I would tell. I do not subscribe to the philosophy that cheaters should be protected. I also think it’s a load to say that you would be “involving yourself.” She already involved you.
I have a feeling if the genders were reversed some of the answers would be different.
Generally, IME and from what I’ve read/heard, the cheatee will promptly and loudly dump the truthful friend and defend the louse, no matter what genders are involved. Of course, two years from now, the cheatee might return to the dumped friend and say “you were right.” Are you a gambler?
If you don’t tell, then in two years, the cheatee, in the throes of divorce, will say “you knew and you didn’t tell me?”
So lose your friend now, or lose your friend later. Your choice.
But either way, do keep us informed as events occur!
Speak now or forever hold your peace. I say speak. Everyone has a right to make improtant decisions with all the pertinent information in hand.
“I don’t wish to interfere, and I’m not sure what your relationship status was at the time (you did say they broke up a lot) but I want you to know that X, Y, and Z happened. I won’t repeat this to anyone else, but I felt I should tell you before you commit in case it’s improtant to you.”
A friend of mine got engaged while in the Navy, & his fiancee was living with his mom for a while while he was at sea, & apparently hit on another friend of ours. I’m not sure how much got back to friend in the Navy. But that relationship went back & forth for years. They didn’t get married, then they later flirted with getting back together, then he moved across the country…
The friend she hit on seems to have fallen out with Navy guy–maybe for other reasons.

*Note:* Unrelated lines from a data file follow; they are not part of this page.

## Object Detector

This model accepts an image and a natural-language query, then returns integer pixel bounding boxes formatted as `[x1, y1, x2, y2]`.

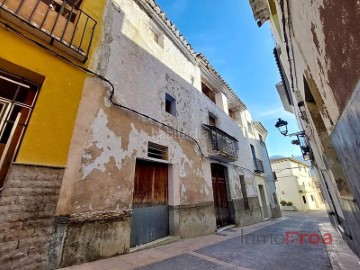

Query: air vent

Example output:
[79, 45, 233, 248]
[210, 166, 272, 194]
[148, 142, 168, 160]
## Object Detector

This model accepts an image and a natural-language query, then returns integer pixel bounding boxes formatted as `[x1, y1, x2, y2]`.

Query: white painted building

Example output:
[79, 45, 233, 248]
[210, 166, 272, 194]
[271, 158, 324, 211]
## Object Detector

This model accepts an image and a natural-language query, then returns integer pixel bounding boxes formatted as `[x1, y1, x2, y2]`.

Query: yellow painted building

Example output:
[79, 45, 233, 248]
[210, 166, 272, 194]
[0, 0, 107, 269]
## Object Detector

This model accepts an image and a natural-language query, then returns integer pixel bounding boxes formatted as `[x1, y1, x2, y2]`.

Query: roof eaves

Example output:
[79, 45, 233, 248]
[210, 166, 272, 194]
[135, 0, 197, 64]
[196, 53, 247, 110]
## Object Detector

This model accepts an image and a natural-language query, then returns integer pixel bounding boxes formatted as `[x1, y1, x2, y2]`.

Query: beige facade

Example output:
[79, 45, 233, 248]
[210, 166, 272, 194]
[43, 0, 280, 268]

I think you may as well tell him. A friendship ‘protected’ this way can fail eventually for other reasons. And he may forgive you for telling him sooner than for not telling him.
Well, sure, if you assume that the friendship is going to be destroyed anyway, may as well get some comic value from the mess. But I think it’s better to tell him more privately–but away from weapons.
1987: Party at a friend’s place – I need some smokes, so I say I’m walking up to the store. Friend’s girlfriend comes with me, and halfway there tackles me to the ground and starts making out with me. I go along for a few seconds, then tell her “No, you’re off-limits”.
Friend must’ve known she wasn’t the most faithful one in the world, because when we get back he asks me if anything happened. I lied.
1992: Out at a bar, I run into girlfriend again. She makes another move, and I asked if she was still with friend. She was, so I said “no” again. She moved on to some other guy and spent the evening with her tongue down his throat.
Maybe five years ago: After not seeing him since the early 90’s, I run into friend. After reminiscing for a bit, I come clean about that girl he had dated all those years before and how much of a tramp she was…how she was constantly making moves on me…how I saw her cheating on him with other guys…
Needless to say, trampy teenage girlfriend was now his wife. Oops.
“Yep, I knew she did all that, but she’s worth it both then & now.”
OR “Damn I wish youda said something then. I haven’t been able to afford the divorce I’ve wanted since a month after the wedding.”
OR “I KEEELL you!!11!”
ETA: my reaction to the OP: Tell your friend now. All the facts as simply as you can. And accept what happens. Darn few secrets stay secret for long. And even fewer when at least one of the parties is a flake or a drama queen (of either gender).